You will usually want to import your data into a database or directly into your analysis tool. When you are doing this, make sure to document every single step. Use command-line based tools over point-and-click tools because code is much easier reproducible than a set of mouse movements and clicks. If you absolutely must use a point-and-click tool like an import wizard, make screenshots of every dialog box on the screen and write down every parameter or option that you specified. When you are using code, write comments into your code explaining why you chose specific parameters.
After loading the data, you will need to check that everything has been correctly imported. Therefore, you need to save all the log files and error tables created by your load tool and by the database or analysis tool. Prepare this before you load the data, because some output may not be stored persistently on your computer but simply be displayed as console output during the import.
Avoid any kind of sampling. If you need to sample, use a seed for your random number generator to obtain a random but reproducible sample. Do not use non-deterministic transformations on your data. For example, when you sort your data by a column with non-unique values, you could get different results every time, depending on the tool you use.
Try to import every column as text data and convert it to its final type within your analysis tool. This will give you more control over the typecasting process and it will allow you to do some consistency checks, e.g. to make sure that the same date format is used in all records. The advantages of importing data as text before typecasting have been discussed in previous chapters.

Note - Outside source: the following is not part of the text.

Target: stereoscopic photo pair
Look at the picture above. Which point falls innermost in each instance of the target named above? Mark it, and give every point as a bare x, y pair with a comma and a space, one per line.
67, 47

Calculate check sums within the data to verify that no records have been deleted or tampered with. When you have sales data, calculate yearly sums and make sure that they are equal to the yearly sums in the origin system.
When you need to filter your data, count the number of included and excluded records. Depending on your situation, you may need to account for every single record, so make sure to not apply a filter without documenting why you applied it and how many records were included and excluded as a consequence.
These are just some of the precautions you can take. The most important thing, however, is that someone who wants to repeat your analysis can do so easily. He or she needs to be able to understand what steps you took to get from the original raw data to your results. If this includes more than one script of code, make sure to write some documentation detailing what scripts need to be executed in which order. You may also need to specify what manual steps were required or which parameters you chose.
For a cool story on the importance of reproducibility in biology, I really recommend a video called 'The Importance of Reproducible Research in High-Throughput Biology'  that shows a talk from Keith A. Baggerly. You should be able to find it on YouTube.
- Use command line tools and code over point-and-click processes to make your work more easily reproducible
- Keep the original data you received and never touch it. Use hash sums to make sure that the data is in the same state it was when you first got it.